How to tell if you’re a financial abuse victim
One in four Australians have experienced some form of financial abuse and this is expected to worsen as the pandemic continues.
A YouGov survey of more than 10,000 Australians on behalf of the Commonwealth Bank found 26 per cent of adults had suffered some form of monetary abuse while another 12 per cent know someone who has been a victim of it.
Financial Counselling Australia's chief executive officer Fiona Guthrie said family violence rates were "skyrocketing" during the lockdown and it often resulted in financial problems among couples.
"It harms people so the first step is to recognise it and depending on the situation you need to think about how you are going to get control over your own financial situation," she said.
"Sometimes people have to set up secret bank accounts."
The research found of those who had experienced financial abuse the most common behaviours included:
• 61 per cent said the perpetrator used all their partner's wages for household expenses while spending their own money on themselves.
• 56 per cent said assets were hidden.
• 55 per cent said the perpetrator took complete control of their partner's finances.
• 55 per cent said the perpetrator refused to contribute to the household expenses.
Ms Guthrie said fewer people had sought free financial help during the pandemic because millions of Australians had increased Jobseeker allowances and were able to access their superannuation early.
"We worry it's the calm before the storm," she said.
The Commonwealth Bank has announced it is increasing its support for those suffering financial abuse caused by domestic and family violence, launching its "Next Chapter" program to offer services, support, resources and research.
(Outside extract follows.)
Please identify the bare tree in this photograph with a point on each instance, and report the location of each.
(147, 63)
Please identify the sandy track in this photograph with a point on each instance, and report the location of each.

The bank's chief executive officer Matt Comyn said financial abuse was a common problem and more help needed to be available.
"It's a hidden epidemic in our country that has directly affected one in four Australian adults and we want to change that," he said.
They are rolling out a new partnership with charitable organisation Good Shepherd to provide free access to people suffering family violence no matter who they bank with.
This includes direct financial assistance, safe banking and referrals to family violence counsellors and experts.
CBA expects to support more than 125,000 customers in vulnerable circumstances over the next five years.
If you are experiencing domestic or family violence call 1800 RESPECT.
IMPACTS OF FINANCIAL ABUSE
• Being left responsible for joint loans following a relationship breakdown.
• Poor credit history.
• Limited opportunity to get employment.
• Lack of funds to cover household expenses.
• Prospect of long-term financial hardship.